Carolyne Curley July 20, 2012 at 07:13 PM
Jim Goodness continues: "Finally, Fr. Hoatson contends throughout his filing that he has been a victim of abuse from his earliest days, and that his time in high school, and as a member of the Christian Brothers congregation, and as both a seminarian and priest have been marred by a constant stream of sexual abuse by clergy and religious. Yet, in his own words, written during the time he was preparing for the priesthood, Father presents a very different picture – one in which he claims that his time in high school was idyllic, that his role models among the Christian Brothers in high school were exemplary, but that his problems with the religious life were centered around the rural atmosphere where he was living, and the onset of panic attacks."

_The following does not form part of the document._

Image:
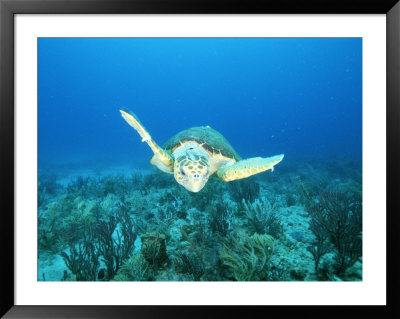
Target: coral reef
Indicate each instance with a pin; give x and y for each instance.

Carolyne Curley July 20, 2012 at 07:14 PM
Jim Goodness continues: "Throughout his filing, Fr. Hoatson talks about his “belief” in the fabrications he outlined. As a Catholic layperson I, too, believe in many things – in redemption, and most specifically, in the power of prayer. I pray that you will all see Fr. Hoatson’s attempt to hide his own failings for what it is – the work of a troubled man, and that you see that this is newsworthy only in that a priest with failings has chosen not to seek help, but to lash out at those who are ready to help him through his troubles." Full Text: http://www.rcan.org/index.cfm?fuseaction=feature.display&feature_id=130 Fr. Hoatson’s November 6, 2002 request to leave Our Lady of Good Counsel School: http://www.rcan.org/images/press/hoatsonletter1.pdf Bishop Serratelli’s February 5, 2003 response acknowledging that his request would be effective in June 2003: http://www.rcan.org/images/press/seratelliletter1.pdf Statement issued by the Diocese of Albany, December 14, 2005 in response to a lawsuit filed in federal court in New York by Fr. Robert Hoatson: http://www.rcan.org/images/press/hoatson_albany.pdf
Robert Hoatson July 21, 2012 at 08:04 PM
Thank you, Andrea Lieberman, for your supportive words. It's heartening to know that some people just "get it." The protection of children is too important a mission to allow the naysayers and enablers to minimize it. Thanks again.